Cannabidiol is a substance found in pot that gives no high like THC does, but it does have some profound effects on the brain. Cannabidiol acts on the same receptors in our brain as pot does (the endocannabinoid system). Instead of giving a high like THC does, it actually blocks the effects of THC. According to wikipedia it is known to relieve anxiety, depression and psychotic symptoms just as good as some psychiatric drugs, and with less side effects. I got depersonalized from a panic attack but when I smoked pot once after I was already depersonalized I completely snapped out of my dp momentarily. Unfortunately I could not repeat that experience. Could it be that the cannabidiol had some effect on my anxiety briefly? Today's pot has waaaaay more THC in it than cannabidiol on purpose because the growers want it to have a stronger high and phased out the strains with high cannabidiol content. Too bad there isn't a low THC/high cannabidiol plant out there for those who want it. There are some drugs with cannabidiol in it but they are used for pain mostly. But it may not hurt to ask your doctor if you are interested in it.


----------



## mezz (Sep 8, 2006)

flat said:


> Cannabidiol is a substance found in pot that gives no high like THC does, but it does have some profound effects on the brain. Cannabidiol acts on the same receptors in our brain as pot does (the endocannabinoid system). Instead of giving a high like THC does, it actually blocks the effects of THC. According to wikipedia it is known to relieve anxiety, depression and psychotic symptoms just as good as some psychiatric drugs, and with less side effects. I got depersonalized from a panic attack but when I smoked pot once after I was already depersonalized I completely snapped out of my dp momentarily. Unfortunately I could not repeat that experience. Could it be that the cannabidiol had some effect on my anxiety briefly? Today's pot has waaaaay more THC in it than cannabidiol on purpose because the growers want it to have a stronger high and phased out the strains with high cannabidiol content. Too bad there isn't a low THC/high cannabidiol plant out there for those who want it. There are some drugs with cannabidiol in it but they are used for pain mostly. But it may not hurt to ask your doctor if you are interested in it.


How about male plants or fibre hemp? I wonder if those have cannabidiol..

"2) Cannabidiol, CBD, a precursor chemical in the bio-synthetic pathway of Cannabis sativa L., tends to exist in an inverse relationship with THC. In fiber hemp where THC levels are very low, CBD levels are high. There is a third type of hemp, intermediate, where THC and CBD levels are both high. "

http://www.druglibrary.net/schaffer/hemp/indust/PHARMAfiber.html


----------



## flat (Jun 18, 2006)

Hemp seed oil may have significant cannabidiol content. You can buy it anywhere usually in capsules or just bottles of oil taken by the tablespoon (bleh).

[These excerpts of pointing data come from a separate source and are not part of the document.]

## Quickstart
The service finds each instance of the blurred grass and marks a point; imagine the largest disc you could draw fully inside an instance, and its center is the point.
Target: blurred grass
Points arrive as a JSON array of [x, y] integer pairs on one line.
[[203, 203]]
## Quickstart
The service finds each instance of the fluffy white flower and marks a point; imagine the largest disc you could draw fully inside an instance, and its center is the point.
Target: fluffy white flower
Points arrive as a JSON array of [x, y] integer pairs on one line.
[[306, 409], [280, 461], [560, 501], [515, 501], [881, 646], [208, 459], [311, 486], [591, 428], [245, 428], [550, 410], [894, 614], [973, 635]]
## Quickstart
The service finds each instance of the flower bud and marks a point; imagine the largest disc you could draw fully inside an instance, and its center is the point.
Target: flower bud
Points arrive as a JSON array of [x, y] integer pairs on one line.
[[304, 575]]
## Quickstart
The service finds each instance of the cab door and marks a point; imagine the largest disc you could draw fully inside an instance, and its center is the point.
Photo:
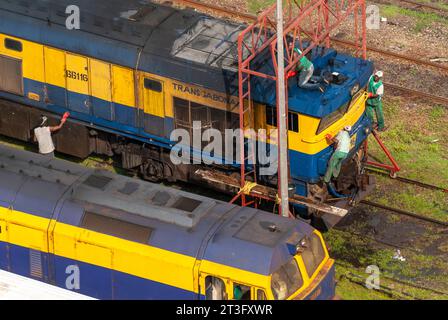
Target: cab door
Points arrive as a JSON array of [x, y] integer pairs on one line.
[[213, 287], [152, 118], [76, 73], [11, 75]]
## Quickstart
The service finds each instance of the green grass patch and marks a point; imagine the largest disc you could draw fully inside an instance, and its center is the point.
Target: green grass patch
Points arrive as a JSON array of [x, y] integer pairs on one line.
[[416, 138], [422, 19], [255, 6]]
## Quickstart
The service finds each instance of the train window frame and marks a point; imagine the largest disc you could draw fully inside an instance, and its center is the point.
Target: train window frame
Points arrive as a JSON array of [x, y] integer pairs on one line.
[[293, 119], [354, 99], [271, 116], [12, 44], [296, 286], [209, 112], [208, 294], [261, 295], [153, 85], [244, 288], [332, 118]]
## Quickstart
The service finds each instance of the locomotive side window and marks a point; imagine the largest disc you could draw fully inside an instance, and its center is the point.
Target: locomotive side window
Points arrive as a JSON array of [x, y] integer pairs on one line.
[[261, 295], [153, 85], [215, 289], [241, 292], [271, 116], [332, 118], [13, 45], [313, 254], [185, 112], [286, 280], [293, 119], [11, 75]]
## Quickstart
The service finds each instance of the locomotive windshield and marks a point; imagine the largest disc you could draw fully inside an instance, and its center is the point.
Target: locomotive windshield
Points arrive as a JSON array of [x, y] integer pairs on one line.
[[286, 280], [313, 254]]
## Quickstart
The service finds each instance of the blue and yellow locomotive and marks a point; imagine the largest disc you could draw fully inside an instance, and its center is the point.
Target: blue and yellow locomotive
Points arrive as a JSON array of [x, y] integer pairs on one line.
[[113, 237], [135, 71]]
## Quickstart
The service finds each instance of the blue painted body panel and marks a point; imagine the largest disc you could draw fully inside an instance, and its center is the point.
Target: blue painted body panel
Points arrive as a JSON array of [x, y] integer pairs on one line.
[[95, 281], [326, 287]]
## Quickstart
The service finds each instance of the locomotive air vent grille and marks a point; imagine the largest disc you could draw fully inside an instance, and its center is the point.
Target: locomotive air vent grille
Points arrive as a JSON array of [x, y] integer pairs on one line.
[[97, 181], [36, 264]]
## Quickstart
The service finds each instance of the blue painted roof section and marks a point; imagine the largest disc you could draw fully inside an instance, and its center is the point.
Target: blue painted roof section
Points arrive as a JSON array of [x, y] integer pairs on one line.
[[245, 241], [147, 44]]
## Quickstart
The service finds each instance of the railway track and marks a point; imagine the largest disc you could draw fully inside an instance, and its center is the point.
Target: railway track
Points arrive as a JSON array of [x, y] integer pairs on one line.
[[405, 213], [410, 181], [424, 5]]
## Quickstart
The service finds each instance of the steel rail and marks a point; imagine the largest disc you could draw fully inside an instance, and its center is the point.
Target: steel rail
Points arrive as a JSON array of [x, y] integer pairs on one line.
[[425, 5], [422, 94], [405, 213], [410, 181]]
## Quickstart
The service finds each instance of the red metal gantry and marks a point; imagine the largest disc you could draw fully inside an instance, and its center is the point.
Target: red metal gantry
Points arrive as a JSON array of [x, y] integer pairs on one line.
[[309, 21]]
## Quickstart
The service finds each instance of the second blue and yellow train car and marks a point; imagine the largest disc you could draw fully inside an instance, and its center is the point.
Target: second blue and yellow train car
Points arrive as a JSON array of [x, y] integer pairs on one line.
[[135, 71], [113, 237]]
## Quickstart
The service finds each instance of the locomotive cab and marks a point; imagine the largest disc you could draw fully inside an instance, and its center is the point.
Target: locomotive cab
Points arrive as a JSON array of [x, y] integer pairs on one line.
[[288, 263], [312, 115]]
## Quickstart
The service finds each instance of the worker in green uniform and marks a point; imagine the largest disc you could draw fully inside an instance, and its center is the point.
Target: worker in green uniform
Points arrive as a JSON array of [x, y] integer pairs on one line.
[[374, 102], [342, 148], [305, 69]]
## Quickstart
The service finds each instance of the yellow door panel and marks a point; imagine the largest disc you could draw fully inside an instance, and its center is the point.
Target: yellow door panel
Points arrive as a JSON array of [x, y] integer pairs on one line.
[[123, 86], [28, 231], [91, 252], [77, 74], [100, 80], [33, 61], [55, 67], [153, 98], [64, 238], [3, 218]]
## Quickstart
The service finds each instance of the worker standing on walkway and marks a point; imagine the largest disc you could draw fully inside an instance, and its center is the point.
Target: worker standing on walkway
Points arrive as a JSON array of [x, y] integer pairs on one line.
[[342, 148], [374, 102], [305, 69], [42, 134]]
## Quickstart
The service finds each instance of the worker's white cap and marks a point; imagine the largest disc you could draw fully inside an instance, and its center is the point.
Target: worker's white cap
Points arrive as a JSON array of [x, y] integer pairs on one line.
[[43, 120]]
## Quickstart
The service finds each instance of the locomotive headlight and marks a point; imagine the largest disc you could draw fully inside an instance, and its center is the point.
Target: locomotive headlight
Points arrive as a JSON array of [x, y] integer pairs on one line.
[[354, 89], [302, 245]]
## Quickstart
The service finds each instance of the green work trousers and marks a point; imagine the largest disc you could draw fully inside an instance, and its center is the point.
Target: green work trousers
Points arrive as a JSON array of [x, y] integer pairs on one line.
[[378, 110], [334, 165]]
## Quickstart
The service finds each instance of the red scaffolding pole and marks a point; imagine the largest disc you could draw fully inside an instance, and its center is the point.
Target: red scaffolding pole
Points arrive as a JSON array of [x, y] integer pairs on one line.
[[308, 24]]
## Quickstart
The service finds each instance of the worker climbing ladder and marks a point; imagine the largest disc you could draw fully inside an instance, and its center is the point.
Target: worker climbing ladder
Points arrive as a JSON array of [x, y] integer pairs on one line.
[[307, 24]]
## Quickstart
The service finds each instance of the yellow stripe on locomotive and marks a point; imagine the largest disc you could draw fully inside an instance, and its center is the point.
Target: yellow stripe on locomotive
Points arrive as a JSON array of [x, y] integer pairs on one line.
[[117, 84]]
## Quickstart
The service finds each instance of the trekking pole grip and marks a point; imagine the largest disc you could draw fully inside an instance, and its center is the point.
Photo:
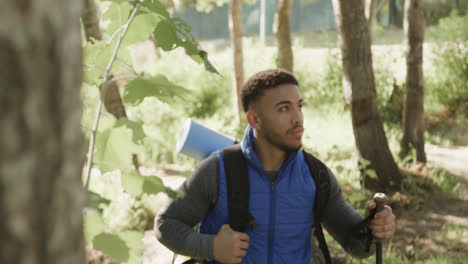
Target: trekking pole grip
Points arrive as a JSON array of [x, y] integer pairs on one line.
[[380, 199]]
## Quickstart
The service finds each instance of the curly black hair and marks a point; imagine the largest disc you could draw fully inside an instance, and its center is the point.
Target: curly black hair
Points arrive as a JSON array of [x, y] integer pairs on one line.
[[254, 87]]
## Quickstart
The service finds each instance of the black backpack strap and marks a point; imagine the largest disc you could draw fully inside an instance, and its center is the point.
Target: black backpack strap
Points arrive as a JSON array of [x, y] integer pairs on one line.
[[238, 188], [322, 182]]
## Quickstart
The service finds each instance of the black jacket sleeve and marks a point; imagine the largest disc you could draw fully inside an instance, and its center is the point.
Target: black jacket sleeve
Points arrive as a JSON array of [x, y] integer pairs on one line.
[[175, 222], [345, 224]]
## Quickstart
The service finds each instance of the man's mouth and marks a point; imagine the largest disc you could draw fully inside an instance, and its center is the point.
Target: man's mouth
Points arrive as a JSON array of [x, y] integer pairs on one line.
[[297, 131]]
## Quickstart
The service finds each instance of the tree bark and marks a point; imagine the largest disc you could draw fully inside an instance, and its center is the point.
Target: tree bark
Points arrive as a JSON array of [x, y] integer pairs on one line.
[[370, 14], [235, 28], [90, 21], [283, 35], [413, 110], [358, 73], [262, 21], [41, 157], [112, 99], [395, 16]]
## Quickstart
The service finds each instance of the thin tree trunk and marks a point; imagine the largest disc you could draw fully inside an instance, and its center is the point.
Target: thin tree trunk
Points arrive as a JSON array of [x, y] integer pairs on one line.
[[41, 158], [413, 110], [262, 21], [370, 14], [112, 99], [235, 28], [395, 16], [283, 35], [358, 73], [90, 21]]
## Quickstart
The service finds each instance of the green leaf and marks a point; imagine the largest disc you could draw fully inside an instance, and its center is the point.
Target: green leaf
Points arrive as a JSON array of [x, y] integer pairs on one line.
[[208, 65], [356, 197], [339, 169], [138, 134], [140, 29], [93, 225], [117, 1], [96, 59], [134, 241], [165, 34], [112, 245], [156, 7], [137, 185], [95, 200], [158, 86], [372, 174], [173, 194], [114, 149]]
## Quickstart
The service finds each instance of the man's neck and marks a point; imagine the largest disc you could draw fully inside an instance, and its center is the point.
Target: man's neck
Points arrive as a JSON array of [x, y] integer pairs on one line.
[[270, 156]]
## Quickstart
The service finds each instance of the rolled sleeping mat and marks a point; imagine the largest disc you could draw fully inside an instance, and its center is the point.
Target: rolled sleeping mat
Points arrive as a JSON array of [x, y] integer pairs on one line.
[[199, 142]]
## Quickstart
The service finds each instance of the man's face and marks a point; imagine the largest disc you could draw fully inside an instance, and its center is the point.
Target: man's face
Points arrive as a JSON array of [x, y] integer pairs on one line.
[[279, 116]]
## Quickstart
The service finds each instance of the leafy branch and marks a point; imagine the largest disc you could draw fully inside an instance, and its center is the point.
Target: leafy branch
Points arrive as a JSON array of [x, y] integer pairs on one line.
[[103, 91]]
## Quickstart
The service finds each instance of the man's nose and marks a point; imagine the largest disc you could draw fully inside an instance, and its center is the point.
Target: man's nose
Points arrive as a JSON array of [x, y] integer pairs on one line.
[[298, 117]]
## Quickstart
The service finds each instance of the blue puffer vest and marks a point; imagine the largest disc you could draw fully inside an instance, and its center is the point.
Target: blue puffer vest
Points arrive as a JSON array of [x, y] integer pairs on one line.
[[283, 209]]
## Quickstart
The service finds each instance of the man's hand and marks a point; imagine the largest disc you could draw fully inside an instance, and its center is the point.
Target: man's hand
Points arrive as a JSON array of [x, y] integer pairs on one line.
[[230, 246], [383, 223]]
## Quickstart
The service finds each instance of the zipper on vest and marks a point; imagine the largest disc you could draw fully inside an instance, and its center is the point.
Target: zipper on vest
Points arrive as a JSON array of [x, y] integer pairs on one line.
[[272, 222]]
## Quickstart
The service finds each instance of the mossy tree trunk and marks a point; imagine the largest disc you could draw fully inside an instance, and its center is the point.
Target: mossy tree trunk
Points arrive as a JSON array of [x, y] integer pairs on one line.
[[41, 157]]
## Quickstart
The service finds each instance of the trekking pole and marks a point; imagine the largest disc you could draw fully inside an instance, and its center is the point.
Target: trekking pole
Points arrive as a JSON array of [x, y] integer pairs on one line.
[[380, 199]]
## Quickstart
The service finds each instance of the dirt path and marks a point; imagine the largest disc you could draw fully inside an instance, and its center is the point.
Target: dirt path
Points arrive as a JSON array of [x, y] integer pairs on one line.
[[436, 223]]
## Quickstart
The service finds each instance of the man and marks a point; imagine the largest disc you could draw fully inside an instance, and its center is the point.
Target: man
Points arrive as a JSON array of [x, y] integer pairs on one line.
[[282, 191]]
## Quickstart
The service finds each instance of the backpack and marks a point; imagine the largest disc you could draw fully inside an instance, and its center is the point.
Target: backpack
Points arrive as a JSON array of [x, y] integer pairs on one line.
[[237, 180]]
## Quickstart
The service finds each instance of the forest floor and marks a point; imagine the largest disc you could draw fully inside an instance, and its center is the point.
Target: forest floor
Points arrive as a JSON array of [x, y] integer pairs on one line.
[[430, 222]]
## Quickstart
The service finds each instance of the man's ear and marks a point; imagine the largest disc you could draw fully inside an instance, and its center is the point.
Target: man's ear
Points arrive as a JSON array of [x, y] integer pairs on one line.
[[253, 119]]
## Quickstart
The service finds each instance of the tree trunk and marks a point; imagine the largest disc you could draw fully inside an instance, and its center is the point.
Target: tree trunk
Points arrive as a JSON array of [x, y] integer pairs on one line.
[[90, 21], [112, 99], [283, 35], [262, 21], [358, 73], [395, 16], [370, 14], [41, 158], [235, 28], [413, 110]]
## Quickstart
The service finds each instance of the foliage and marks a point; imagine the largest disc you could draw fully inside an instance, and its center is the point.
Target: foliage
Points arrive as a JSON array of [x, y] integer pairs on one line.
[[436, 10], [449, 79], [326, 88], [118, 140]]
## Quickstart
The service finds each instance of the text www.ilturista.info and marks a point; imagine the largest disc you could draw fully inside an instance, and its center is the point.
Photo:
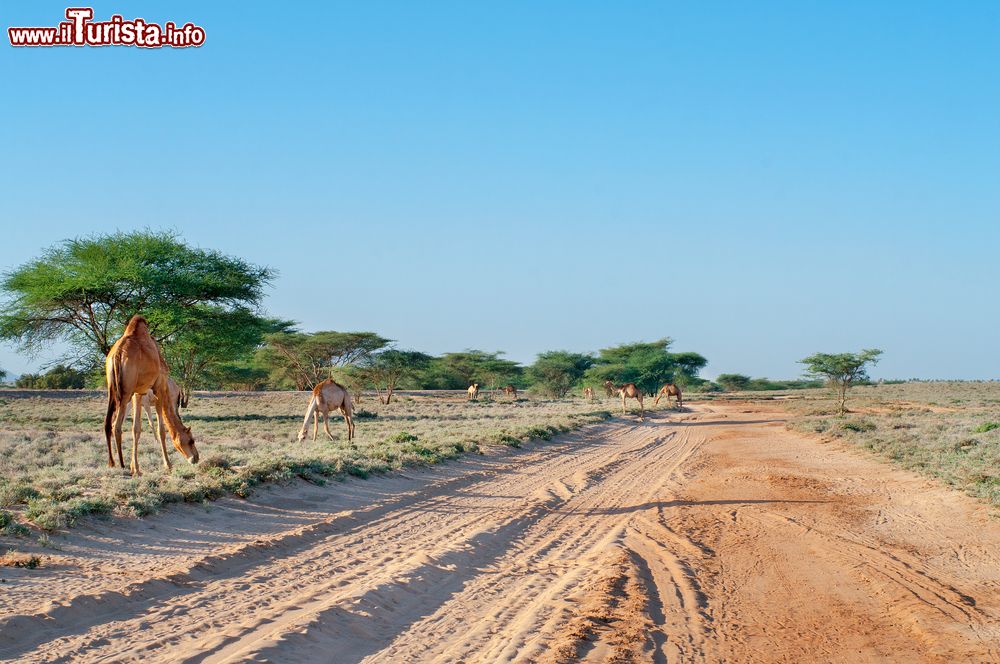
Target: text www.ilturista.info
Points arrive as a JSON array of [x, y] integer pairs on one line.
[[79, 30]]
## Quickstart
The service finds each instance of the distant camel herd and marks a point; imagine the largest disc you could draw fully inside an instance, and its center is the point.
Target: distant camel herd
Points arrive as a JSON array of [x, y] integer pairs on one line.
[[138, 376]]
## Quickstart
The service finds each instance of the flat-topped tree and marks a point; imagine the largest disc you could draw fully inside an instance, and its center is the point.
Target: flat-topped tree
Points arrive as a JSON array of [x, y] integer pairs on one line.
[[841, 370], [83, 291]]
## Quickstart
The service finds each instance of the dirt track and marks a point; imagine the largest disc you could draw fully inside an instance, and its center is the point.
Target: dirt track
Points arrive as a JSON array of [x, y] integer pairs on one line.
[[710, 535]]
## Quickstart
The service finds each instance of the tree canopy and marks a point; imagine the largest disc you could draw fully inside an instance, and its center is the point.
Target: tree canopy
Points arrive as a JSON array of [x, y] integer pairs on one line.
[[386, 369], [556, 372], [83, 291], [841, 370], [459, 370], [647, 364], [733, 382], [306, 359]]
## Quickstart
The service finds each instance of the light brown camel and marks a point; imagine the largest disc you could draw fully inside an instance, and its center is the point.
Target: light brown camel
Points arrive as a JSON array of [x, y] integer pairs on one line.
[[670, 390], [325, 397], [133, 367], [149, 403], [630, 391]]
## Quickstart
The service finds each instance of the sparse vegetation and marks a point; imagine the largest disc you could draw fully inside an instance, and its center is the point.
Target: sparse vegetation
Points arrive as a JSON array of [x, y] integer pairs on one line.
[[52, 452], [841, 370], [944, 430]]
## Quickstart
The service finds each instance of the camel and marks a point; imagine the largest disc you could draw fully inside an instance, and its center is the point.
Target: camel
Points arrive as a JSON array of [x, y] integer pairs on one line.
[[149, 402], [134, 367], [670, 390], [325, 397], [630, 391]]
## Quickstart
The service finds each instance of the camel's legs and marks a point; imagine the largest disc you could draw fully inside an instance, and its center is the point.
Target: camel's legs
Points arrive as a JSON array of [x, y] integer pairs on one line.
[[149, 417], [136, 430], [350, 424], [326, 423], [161, 433], [119, 419]]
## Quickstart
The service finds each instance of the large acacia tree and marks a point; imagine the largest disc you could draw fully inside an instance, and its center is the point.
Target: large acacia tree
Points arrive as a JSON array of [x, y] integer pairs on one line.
[[647, 364], [83, 291], [841, 370]]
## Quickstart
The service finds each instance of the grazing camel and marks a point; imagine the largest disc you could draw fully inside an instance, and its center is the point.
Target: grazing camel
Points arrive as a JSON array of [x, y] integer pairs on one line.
[[670, 390], [325, 397], [134, 367], [149, 402], [630, 391]]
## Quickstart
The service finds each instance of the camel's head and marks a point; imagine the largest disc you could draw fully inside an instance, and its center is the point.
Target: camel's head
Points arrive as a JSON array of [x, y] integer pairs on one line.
[[184, 442]]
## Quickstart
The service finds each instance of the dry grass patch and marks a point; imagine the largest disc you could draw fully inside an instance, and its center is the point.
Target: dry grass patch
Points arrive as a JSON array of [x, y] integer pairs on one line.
[[945, 430], [53, 455]]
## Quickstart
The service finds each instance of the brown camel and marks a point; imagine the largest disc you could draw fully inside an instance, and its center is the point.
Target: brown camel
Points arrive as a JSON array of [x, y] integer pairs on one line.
[[149, 403], [670, 390], [134, 367], [325, 397], [630, 391]]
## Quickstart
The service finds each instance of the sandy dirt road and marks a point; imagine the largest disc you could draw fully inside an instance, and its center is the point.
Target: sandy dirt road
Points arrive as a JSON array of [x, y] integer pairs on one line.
[[708, 535]]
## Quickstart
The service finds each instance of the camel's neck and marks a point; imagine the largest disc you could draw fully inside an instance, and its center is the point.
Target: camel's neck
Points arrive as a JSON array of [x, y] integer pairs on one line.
[[170, 417]]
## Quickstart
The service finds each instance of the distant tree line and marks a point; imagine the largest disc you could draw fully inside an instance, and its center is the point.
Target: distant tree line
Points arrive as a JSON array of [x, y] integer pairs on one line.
[[204, 309]]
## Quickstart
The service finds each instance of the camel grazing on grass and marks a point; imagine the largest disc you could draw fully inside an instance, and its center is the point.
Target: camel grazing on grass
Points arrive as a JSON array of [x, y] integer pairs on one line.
[[134, 367], [630, 391], [149, 403], [670, 390], [325, 397]]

I've taken the capsule form ( three 1000 mg capsules, 3 times a day ) and I did feel better after about a week on them...reality did seem to come back a bit. I stopped and tried something else but I'm back on the hemp seed oil again. I'm a little impatient at times and never stay with something for very long. I'm going to give this a better try like maybe a couple months or so.


----------



## Xerei (Feb 17, 2010)

flat said:


> Cannabidiol is a substance found in pot that gives no high like THC does, but it does have some profound effects on the brain. Cannabidiol acts on the same receptors in our brain as pot does (the endocannabinoid system). Instead of giving a high like THC does, it actually blocks the effects of THC. According to wikipedia it is known to relieve anxiety, depression and psychotic symptoms just as good as some psychiatric drugs, and with less side effects. I got depersonalized from a panic attack but when I smoked pot once after I was already depersonalized I completely snapped out of my dp momentarily. Unfortunately I could not repeat that experience. Could it be that the cannabidiol had some effect on my anxiety briefly? Today's pot has waaaaay more THC in it than cannabidiol on purpose because the growers want it to have a stronger high and phased out the strains with high cannabidiol content. Too bad there isn't a low THC/high cannabidiol plant out there for those who want it. There are some drugs with cannabidiol in it but they are used for pain mostly. But it may not hurt to ask your doctor if you are interested in it.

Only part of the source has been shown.